It is a common belief that multitasking is a way to get more done in a limited amount of time. In reality, multitasking can be inefficient and, when done in the wrong situations, dangerous. Distracted driving accidents are just one area where the myth of multitasking is causing harm. Pedestrians also suffer elevated accident rates when they engage in texting, chatting or other tasks that take their attention away from getting safely to where they are going. The ability to focus your attention on a single task and do so until it is complete is highly valuable. That is true for almost every activity you do, including driving.
The fundamental problem with multitasking is that when people believe they are completing several tasks, they are really just switching inefficiently from one task to another.

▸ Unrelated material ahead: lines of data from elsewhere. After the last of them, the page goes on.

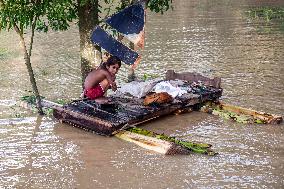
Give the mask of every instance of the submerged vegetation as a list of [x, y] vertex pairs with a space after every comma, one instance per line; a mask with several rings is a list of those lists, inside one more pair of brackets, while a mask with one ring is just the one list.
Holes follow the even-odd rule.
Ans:
[[0, 47], [0, 60], [6, 61], [10, 58], [15, 58], [18, 56], [18, 52], [11, 52], [8, 48]]
[[[280, 23], [280, 30], [284, 31], [284, 7], [255, 7], [255, 8], [250, 8], [247, 11], [247, 15], [252, 20], [264, 21], [266, 25], [273, 22], [273, 21], [279, 22]], [[270, 30], [268, 30], [268, 31], [270, 31]]]
[[0, 60], [7, 56], [7, 49], [0, 47]]
[[284, 19], [284, 7], [257, 7], [248, 11], [249, 17], [253, 19], [264, 19], [269, 22], [273, 19]]

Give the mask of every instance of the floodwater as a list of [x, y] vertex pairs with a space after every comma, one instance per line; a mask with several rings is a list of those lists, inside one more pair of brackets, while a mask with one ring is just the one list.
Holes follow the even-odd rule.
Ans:
[[[283, 116], [281, 23], [249, 19], [249, 7], [281, 0], [175, 0], [149, 13], [137, 75], [165, 71], [222, 77], [222, 100]], [[79, 36], [37, 33], [32, 61], [47, 99], [81, 92]], [[119, 72], [120, 84], [127, 68]], [[284, 188], [284, 125], [240, 124], [203, 113], [168, 116], [143, 128], [211, 143], [219, 152], [165, 156], [115, 137], [60, 124], [17, 106], [30, 89], [14, 32], [0, 34], [0, 188]]]

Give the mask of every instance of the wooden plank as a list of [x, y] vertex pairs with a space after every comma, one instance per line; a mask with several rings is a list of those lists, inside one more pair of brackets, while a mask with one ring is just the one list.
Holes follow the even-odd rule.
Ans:
[[113, 123], [97, 117], [88, 116], [70, 109], [55, 107], [53, 116], [61, 122], [69, 123], [74, 126], [91, 130], [100, 135], [111, 136], [116, 130], [122, 128], [126, 123]]
[[220, 77], [214, 77], [213, 79], [210, 79], [208, 77], [202, 76], [201, 74], [194, 72], [176, 73], [174, 70], [168, 70], [166, 72], [166, 80], [174, 80], [174, 79], [181, 79], [189, 82], [202, 81], [207, 86], [212, 86], [217, 89], [221, 88]]

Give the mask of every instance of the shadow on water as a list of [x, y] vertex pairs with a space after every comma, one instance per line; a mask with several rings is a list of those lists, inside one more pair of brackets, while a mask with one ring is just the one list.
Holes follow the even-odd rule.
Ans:
[[[148, 13], [136, 73], [219, 76], [223, 101], [283, 115], [282, 21], [247, 14], [252, 7], [283, 6], [279, 0], [174, 1], [174, 11]], [[47, 99], [81, 93], [77, 30], [36, 34], [32, 62]], [[1, 32], [0, 42], [0, 188], [283, 188], [283, 124], [244, 125], [196, 112], [162, 117], [141, 126], [210, 143], [219, 155], [160, 155], [19, 108], [30, 85], [18, 39]], [[121, 68], [119, 84], [127, 70]]]

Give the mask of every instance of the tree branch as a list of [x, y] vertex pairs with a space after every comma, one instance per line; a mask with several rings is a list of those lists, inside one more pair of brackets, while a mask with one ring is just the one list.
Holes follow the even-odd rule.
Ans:
[[14, 30], [20, 35], [20, 37], [23, 37], [23, 31], [20, 30], [17, 24], [14, 24]]
[[0, 0], [0, 7], [4, 7], [4, 6], [5, 6], [4, 1]]
[[35, 35], [35, 27], [38, 17], [35, 18], [33, 24], [32, 24], [32, 35], [31, 35], [31, 41], [30, 41], [30, 48], [29, 48], [29, 56], [32, 55], [32, 49], [33, 49], [33, 42], [34, 42], [34, 35]]

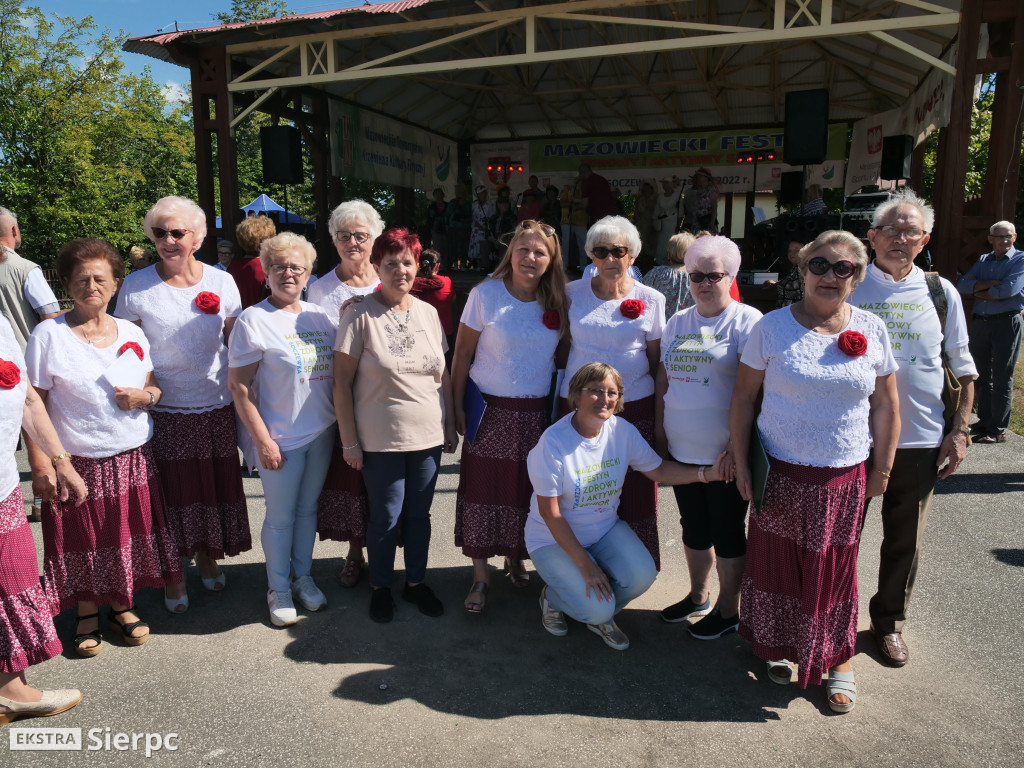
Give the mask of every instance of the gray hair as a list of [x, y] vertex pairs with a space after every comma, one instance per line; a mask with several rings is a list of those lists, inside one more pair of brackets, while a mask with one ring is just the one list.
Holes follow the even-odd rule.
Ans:
[[384, 220], [377, 213], [376, 209], [365, 200], [346, 200], [333, 211], [327, 228], [330, 230], [331, 239], [334, 239], [343, 225], [353, 221], [361, 221], [370, 230], [370, 240], [376, 240], [384, 231]]
[[868, 271], [868, 252], [860, 238], [841, 229], [829, 229], [822, 232], [813, 241], [800, 249], [800, 273], [807, 274], [807, 262], [814, 258], [814, 254], [826, 246], [844, 248], [853, 257], [853, 263], [857, 267], [853, 273], [854, 284], [864, 279]]
[[935, 210], [910, 187], [901, 187], [897, 192], [893, 193], [892, 197], [875, 208], [875, 212], [871, 216], [871, 228], [878, 229], [881, 227], [885, 217], [901, 205], [909, 205], [912, 208], [916, 208], [917, 212], [921, 215], [921, 223], [924, 226], [925, 234], [931, 233], [932, 227], [935, 226]]
[[4, 208], [2, 205], [0, 205], [0, 221], [3, 221], [4, 219], [7, 218], [11, 219], [15, 224], [18, 223], [17, 214], [15, 214], [14, 211], [8, 210], [7, 208]]
[[587, 244], [584, 250], [587, 256], [594, 255], [594, 246], [598, 243], [619, 243], [625, 240], [629, 255], [634, 259], [640, 254], [640, 233], [633, 222], [622, 216], [605, 216], [598, 219], [587, 231]]
[[[0, 208], [0, 217], [3, 216], [3, 210], [3, 208]], [[994, 235], [997, 229], [1005, 229], [1011, 235], [1017, 234], [1017, 228], [1013, 226], [1012, 221], [997, 221], [995, 224], [988, 228], [988, 233], [990, 235]]]
[[302, 235], [294, 232], [282, 232], [279, 235], [268, 237], [260, 243], [260, 266], [263, 267], [263, 274], [270, 274], [270, 265], [274, 263], [274, 257], [289, 251], [298, 251], [306, 261], [306, 269], [313, 269], [313, 261], [316, 259], [316, 249]]
[[722, 237], [721, 235], [698, 237], [693, 245], [686, 249], [686, 256], [684, 257], [686, 271], [693, 271], [697, 266], [697, 262], [702, 259], [714, 258], [722, 260], [722, 266], [725, 267], [725, 272], [729, 277], [736, 277], [736, 273], [740, 271], [741, 261], [739, 246], [728, 237]]
[[196, 248], [203, 244], [203, 240], [206, 239], [206, 212], [187, 197], [177, 195], [161, 197], [146, 212], [146, 218], [142, 223], [146, 237], [155, 243], [153, 225], [158, 219], [165, 219], [168, 216], [181, 216], [185, 220], [185, 226], [195, 235]]

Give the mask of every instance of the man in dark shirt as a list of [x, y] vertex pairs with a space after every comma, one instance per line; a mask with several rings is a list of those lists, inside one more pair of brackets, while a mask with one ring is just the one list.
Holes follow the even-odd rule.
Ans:
[[580, 196], [576, 202], [587, 207], [590, 224], [605, 216], [614, 216], [618, 209], [608, 179], [594, 173], [587, 163], [580, 163], [579, 171]]

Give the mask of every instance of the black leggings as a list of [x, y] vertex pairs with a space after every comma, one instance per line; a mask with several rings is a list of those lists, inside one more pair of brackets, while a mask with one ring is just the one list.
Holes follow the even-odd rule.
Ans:
[[690, 483], [672, 488], [679, 505], [683, 544], [704, 551], [715, 548], [718, 557], [743, 557], [747, 536], [743, 521], [749, 502], [736, 483]]

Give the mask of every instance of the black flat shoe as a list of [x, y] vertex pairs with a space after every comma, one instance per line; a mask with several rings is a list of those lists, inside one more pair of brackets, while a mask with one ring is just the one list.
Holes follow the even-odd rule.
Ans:
[[132, 606], [125, 608], [123, 611], [115, 611], [113, 608], [110, 609], [110, 624], [120, 630], [121, 638], [124, 640], [125, 645], [143, 645], [147, 640], [149, 640], [148, 631], [146, 634], [139, 635], [138, 637], [133, 634], [136, 629], [143, 627], [145, 627], [146, 630], [149, 630], [149, 624], [144, 621], [133, 621], [131, 624], [122, 624], [117, 618], [122, 613], [128, 613], [134, 610], [135, 608]]
[[[90, 613], [88, 616], [78, 616], [77, 621], [81, 624], [83, 621], [88, 621], [89, 619], [98, 619], [99, 616], [100, 615], [98, 613]], [[95, 640], [96, 645], [89, 645], [83, 648], [82, 643], [88, 640]], [[74, 644], [75, 653], [79, 656], [83, 656], [88, 659], [98, 655], [99, 652], [103, 650], [103, 635], [100, 634], [100, 628], [96, 627], [92, 632], [82, 632], [81, 634], [75, 635]]]
[[406, 584], [405, 589], [402, 590], [402, 599], [407, 603], [415, 604], [424, 616], [444, 615], [444, 605], [426, 584], [417, 584], [415, 587]]
[[370, 591], [370, 618], [378, 624], [387, 624], [395, 617], [395, 601], [391, 589], [381, 587]]

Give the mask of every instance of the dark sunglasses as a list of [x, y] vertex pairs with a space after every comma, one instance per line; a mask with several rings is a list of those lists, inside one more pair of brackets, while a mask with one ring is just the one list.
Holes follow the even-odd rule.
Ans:
[[534, 221], [533, 219], [523, 219], [519, 224], [520, 229], [539, 229], [548, 237], [553, 237], [555, 234], [555, 228], [550, 224], [545, 224], [543, 221]]
[[616, 259], [624, 259], [629, 256], [629, 248], [626, 248], [624, 245], [613, 245], [611, 247], [595, 245], [590, 249], [590, 253], [597, 259], [607, 259], [609, 256]]
[[700, 285], [705, 280], [710, 280], [712, 283], [717, 283], [723, 277], [725, 277], [725, 272], [691, 272], [690, 282], [696, 285]]
[[163, 240], [165, 237], [170, 235], [175, 240], [181, 240], [181, 238], [191, 231], [191, 229], [162, 229], [160, 227], [153, 227], [153, 237], [157, 240]]
[[857, 265], [852, 261], [843, 259], [842, 261], [831, 262], [824, 256], [815, 256], [807, 262], [807, 268], [819, 276], [827, 274], [831, 269], [832, 273], [840, 280], [845, 280], [857, 271]]

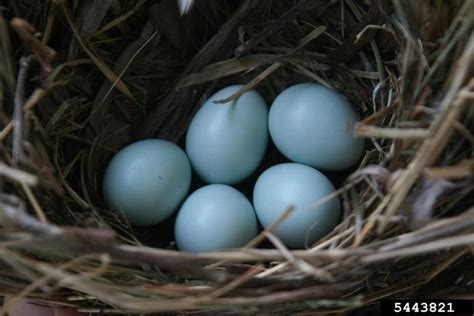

This leads to wasted time in transition and to mistakes. Doing a poor job of three tasks at once is not better than doing each task well and then moving on when that task is done. When it comes to driving, when a driver is texting or even using a hands-free device, that driver is not actually driving. They are behind the wheel of a vehicle, but they are doing something else.
One group of experts estimated that multitasking leads to a 40 percent reduction in productivity. Studies have suggested that texting or talking on your phone causes the same reduction in your ability to drive safely as driving drunk. Hands-free devices do not improve the situation. Your mind will either be on completing a phone call or on safe driving, never both.
To protect yourself and improve your productivity, organize your life so you can complete one task at a time. It will save you time, improve your health and save you a host of problems.